No surprise then that in advance of the federal phaseout of traditional bulbs starting Jan. 1, she's stocking up. Her garage and basement shelves are filled with 100-watt four-packs. "There's just some things we put our foot down on," she says.
Polls show that many Americans aren't even aware of the pending ban, but 13% say they are hoarding to prepare for a time when the 134-year-old technology joins heroin and sea-turtle meat in the banned-products pantheon. Home Depot, which supplies nearly a third of the bulbs that plug into the nation's 4 billion light sockets, says that as 2011 draws to a close, incandescent sales have jumped.

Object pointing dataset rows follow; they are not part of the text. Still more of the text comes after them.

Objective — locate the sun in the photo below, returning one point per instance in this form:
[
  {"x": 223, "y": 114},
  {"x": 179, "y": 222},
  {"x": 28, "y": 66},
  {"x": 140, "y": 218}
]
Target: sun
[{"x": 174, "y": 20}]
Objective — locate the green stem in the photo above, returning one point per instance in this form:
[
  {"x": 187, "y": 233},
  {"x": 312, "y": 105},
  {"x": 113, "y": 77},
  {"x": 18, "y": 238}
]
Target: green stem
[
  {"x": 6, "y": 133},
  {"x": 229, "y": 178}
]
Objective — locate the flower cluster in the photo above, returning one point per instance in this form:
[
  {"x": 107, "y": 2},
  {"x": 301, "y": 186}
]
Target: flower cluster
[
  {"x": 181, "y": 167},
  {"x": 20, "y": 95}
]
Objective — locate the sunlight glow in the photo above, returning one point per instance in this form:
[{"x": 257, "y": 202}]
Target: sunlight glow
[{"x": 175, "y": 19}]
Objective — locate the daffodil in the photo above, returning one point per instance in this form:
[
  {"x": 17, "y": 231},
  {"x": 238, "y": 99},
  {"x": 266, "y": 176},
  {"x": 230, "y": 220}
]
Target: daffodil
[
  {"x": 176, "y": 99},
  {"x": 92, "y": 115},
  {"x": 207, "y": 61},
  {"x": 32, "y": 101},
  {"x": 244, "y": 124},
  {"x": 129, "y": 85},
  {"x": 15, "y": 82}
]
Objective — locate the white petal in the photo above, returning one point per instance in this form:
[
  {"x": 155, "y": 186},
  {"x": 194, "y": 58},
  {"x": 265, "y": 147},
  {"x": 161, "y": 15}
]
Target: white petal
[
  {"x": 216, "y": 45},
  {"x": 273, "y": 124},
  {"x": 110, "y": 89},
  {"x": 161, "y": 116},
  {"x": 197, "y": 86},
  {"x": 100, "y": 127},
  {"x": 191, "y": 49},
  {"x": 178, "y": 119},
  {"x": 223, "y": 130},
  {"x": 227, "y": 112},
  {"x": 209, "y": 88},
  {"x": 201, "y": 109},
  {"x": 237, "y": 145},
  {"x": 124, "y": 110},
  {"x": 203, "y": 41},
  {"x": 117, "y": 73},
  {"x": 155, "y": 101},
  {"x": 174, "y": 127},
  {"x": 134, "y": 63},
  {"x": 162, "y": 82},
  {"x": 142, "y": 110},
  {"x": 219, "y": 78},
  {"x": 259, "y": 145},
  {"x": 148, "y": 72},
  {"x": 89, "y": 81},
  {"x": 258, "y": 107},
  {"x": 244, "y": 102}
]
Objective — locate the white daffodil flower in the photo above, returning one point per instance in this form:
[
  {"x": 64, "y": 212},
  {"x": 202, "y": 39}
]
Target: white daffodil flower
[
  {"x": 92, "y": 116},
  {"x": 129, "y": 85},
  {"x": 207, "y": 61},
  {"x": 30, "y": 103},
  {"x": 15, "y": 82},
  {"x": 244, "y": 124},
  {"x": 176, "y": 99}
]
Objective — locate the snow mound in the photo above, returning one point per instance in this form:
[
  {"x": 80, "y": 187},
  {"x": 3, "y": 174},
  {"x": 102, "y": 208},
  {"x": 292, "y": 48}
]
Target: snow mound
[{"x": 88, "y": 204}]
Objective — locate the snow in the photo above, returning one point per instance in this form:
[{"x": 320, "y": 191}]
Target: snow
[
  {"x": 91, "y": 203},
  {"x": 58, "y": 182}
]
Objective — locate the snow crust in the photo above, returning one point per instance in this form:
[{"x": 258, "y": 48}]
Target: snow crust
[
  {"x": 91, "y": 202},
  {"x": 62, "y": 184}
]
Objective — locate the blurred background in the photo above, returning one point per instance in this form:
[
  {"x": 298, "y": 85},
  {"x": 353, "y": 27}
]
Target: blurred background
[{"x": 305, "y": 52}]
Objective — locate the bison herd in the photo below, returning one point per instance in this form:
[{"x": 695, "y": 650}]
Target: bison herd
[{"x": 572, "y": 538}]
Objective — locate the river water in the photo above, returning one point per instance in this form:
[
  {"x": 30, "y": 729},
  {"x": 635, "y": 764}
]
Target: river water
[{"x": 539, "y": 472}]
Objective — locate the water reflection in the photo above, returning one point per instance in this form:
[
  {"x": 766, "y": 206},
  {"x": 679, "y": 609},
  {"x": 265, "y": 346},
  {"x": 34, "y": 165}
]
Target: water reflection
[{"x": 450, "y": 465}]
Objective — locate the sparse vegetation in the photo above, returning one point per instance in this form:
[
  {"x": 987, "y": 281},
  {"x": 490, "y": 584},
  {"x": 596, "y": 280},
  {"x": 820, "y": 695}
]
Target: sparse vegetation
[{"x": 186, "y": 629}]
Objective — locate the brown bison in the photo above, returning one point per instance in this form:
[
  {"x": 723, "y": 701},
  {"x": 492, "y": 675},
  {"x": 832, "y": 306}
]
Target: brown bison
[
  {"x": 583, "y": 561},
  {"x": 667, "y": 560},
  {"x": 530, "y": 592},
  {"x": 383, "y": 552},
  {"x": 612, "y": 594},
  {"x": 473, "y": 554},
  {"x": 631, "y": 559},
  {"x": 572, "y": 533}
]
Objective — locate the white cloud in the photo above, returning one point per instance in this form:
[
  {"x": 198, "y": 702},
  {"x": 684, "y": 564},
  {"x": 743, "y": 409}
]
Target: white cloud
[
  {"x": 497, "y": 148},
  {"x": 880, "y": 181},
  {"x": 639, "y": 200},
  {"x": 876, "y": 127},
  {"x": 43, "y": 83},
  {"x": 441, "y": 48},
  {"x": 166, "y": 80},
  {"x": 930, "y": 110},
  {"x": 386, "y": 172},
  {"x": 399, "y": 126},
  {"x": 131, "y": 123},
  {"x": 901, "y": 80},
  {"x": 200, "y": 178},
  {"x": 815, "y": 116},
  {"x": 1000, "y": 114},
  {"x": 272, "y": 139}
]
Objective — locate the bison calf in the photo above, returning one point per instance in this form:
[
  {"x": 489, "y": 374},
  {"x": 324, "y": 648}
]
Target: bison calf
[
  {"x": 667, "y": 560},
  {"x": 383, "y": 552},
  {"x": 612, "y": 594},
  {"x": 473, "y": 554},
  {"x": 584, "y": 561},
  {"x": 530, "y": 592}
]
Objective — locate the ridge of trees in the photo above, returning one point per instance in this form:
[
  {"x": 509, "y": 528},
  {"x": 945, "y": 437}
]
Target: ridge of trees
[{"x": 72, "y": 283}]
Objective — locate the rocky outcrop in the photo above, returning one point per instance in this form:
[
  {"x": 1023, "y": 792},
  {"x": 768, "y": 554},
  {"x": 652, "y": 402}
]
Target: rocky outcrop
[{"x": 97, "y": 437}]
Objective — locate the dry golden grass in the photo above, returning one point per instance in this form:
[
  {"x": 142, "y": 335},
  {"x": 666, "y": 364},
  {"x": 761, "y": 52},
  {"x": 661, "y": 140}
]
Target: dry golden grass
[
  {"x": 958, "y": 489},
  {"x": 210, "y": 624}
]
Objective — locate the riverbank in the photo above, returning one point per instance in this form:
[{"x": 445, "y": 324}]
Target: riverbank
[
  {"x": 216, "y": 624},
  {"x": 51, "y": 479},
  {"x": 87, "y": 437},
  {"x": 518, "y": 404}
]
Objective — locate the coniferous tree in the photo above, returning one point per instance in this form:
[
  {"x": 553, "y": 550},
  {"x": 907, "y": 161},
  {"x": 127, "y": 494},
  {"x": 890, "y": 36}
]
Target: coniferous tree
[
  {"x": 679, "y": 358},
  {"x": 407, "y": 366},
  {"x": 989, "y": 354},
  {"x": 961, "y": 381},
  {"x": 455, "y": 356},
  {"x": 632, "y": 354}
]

House Republicans succeeded in eliminating funding for enforcement of the new efficiency standards from the Department of Energy's budget last week. However, major makers of light bulbs have already made the switch. Also, to be clear, the new standards don't ban incandescent bulbs, but require that they be more efficient.
Experts like Bill Hamilton, Home Depot's merchandising VP for electrical, say alternatives to old-style incandescents have vastly improved -- light quality is up, and prices are falling fast. But not everyone's convinced.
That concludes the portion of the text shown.